My first Mac was a Mac 512k that my parents brought home one day when I was 7. I can’t count the number of hours I spent in MacPaint on that 9” screen.

The first Mac I personally purchased was a PowerBook 5300 (the grayscale one), which I bought for college.

Happy 40th, Mac.

I’m working on restoring files on a Linux server from a Synology Active Backup. It was going pretty quick for larger files, leading me to think it must check file checksums or something to make sure the file has changed before restoring it. However, once it got to the small files, the checksum checks take more bandwidth than just overwriting with the same file.

Currently 13 hours into the restore and have sent about twice as much data over the network than the original restore size.

Pascal was the first language I learned to code. I took a programming class in high school. The school computer lab had Mac Classics for each student. I remember every row of computers in the lab had an AppleTalk network to an inkjet printer at the end of the row.

My parents bought me a license of THINK Pascal so I could practice on my Mac II at home.

RIP.

https://bnnbreaking.com/world/switzerland/niklaus-wirth-pioneer-of-programming-languages-passes-away-at-89/

I came across my grandfather’s Canon AE-1 a few days ago. I got the shutter to trigger one time, then it didn’t work.

The internet says a non-functioning shutter could be due to a dead battery. The camera hasn’t been used in years (decades?). On a whim I ordered a new battery.

It arrived today and the shutter is working great! I’m guessing it triggered once before the battery swap due to a remaining charge in a capacitor, which amazes me thinking about it.

Time to buy some film…

Even though there are a few head-scratchers with the M3 Pro, in general the new M3 MacBook Pros look like a nice update. The Max with 12 P cores and 4 E cores looks like an especially nice configuration, albeit at a price.

I’m still holding tight with my M1 Max (maybe an M4 will have my name on it), but it’s exciting to see the performance gains continuing to made with each generation.

That wraps up the car maintenance this week.

On Tuesday I took it in for new summer tries (Continental ExtremeContact Sport O2’s…so far they have been super-sticky). Then yesterday it had an oil change.

Feels pretty smooth after everything’s been done.

Had a drive die in my TrueNAS SSD pool (8x 2TB in mirrored VDEVs) earlier this week.

Decided to order 2x 3.84TB replacements to swap the entire VDEV, because solid state prices have plummeted this past year. I’ll have an unbalanced pool, but thinking unbalanced SSDs shouldn’t have too big of a performance impact.

Will keep the good 2TB SSD as a cold spare for the next failure.

Today was a perfect day to go mountain biking. Hit up a relatively new trail called Michigan’s Dragon and had a great time. Biked about 17 miles of rolling single track along a lake.

Can’t wait to go back, though I’d probably pick a slightly shorter section next time. I’m definitely going to be feeling this tomorrow…

Damn…two desktop UPSes dead in as many weeks. One little power blip and it just gave up.

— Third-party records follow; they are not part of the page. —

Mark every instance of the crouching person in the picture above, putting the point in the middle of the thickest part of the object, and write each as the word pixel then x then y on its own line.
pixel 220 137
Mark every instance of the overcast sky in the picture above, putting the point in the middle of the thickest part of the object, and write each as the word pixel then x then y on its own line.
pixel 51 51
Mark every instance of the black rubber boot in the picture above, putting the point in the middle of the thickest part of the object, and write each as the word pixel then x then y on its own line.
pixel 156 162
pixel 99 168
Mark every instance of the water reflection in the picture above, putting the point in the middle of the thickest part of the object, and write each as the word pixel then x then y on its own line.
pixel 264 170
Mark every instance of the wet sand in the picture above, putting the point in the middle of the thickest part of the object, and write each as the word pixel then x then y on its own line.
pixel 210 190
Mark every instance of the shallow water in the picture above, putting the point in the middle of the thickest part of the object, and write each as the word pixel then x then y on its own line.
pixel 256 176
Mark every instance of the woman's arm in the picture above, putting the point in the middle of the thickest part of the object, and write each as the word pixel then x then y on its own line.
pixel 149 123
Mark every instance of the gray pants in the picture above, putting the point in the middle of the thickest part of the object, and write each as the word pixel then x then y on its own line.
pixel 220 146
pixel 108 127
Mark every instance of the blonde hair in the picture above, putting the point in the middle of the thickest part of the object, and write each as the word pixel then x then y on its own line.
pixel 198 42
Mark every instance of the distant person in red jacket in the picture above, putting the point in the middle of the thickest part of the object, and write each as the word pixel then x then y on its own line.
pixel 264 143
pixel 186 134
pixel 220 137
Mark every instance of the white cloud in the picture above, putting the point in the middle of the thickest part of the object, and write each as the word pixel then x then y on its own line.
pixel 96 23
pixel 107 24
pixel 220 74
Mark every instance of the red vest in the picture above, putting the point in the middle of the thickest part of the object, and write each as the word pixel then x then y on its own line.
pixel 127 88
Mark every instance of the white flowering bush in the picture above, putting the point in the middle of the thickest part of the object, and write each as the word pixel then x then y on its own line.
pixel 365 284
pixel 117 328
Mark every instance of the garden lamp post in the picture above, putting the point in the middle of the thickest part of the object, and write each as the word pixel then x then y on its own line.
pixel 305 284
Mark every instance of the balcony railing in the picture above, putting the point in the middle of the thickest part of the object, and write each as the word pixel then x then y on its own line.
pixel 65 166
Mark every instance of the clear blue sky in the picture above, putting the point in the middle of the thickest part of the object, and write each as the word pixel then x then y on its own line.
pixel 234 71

I could probably just replace the battery, but the screen backlight has been out for awhile now too, which is a hassle, so I’ll probably just replace the whole thing.

Here’s one of the original App Store screenshots for MyWeather Mobile. We’ve come a long way…

Seasonality Go was just a glint in my eye, and wasn’t available until day 1 of the iPad App Store a few years later.

I’m a little surprised the Apple silicon Mac Pro didn’t go directly to PCIe 5 support. That’s been standard on desktop and server PC hardware for months now.

One of the nicer places I’ve had the privilege to eat lunch.

This morning I took the path less traveled (it’s not even on most maps), and it paid off big time.

Sitting on a boulder near some rapids, looking across a valley with granite mountains in the distance.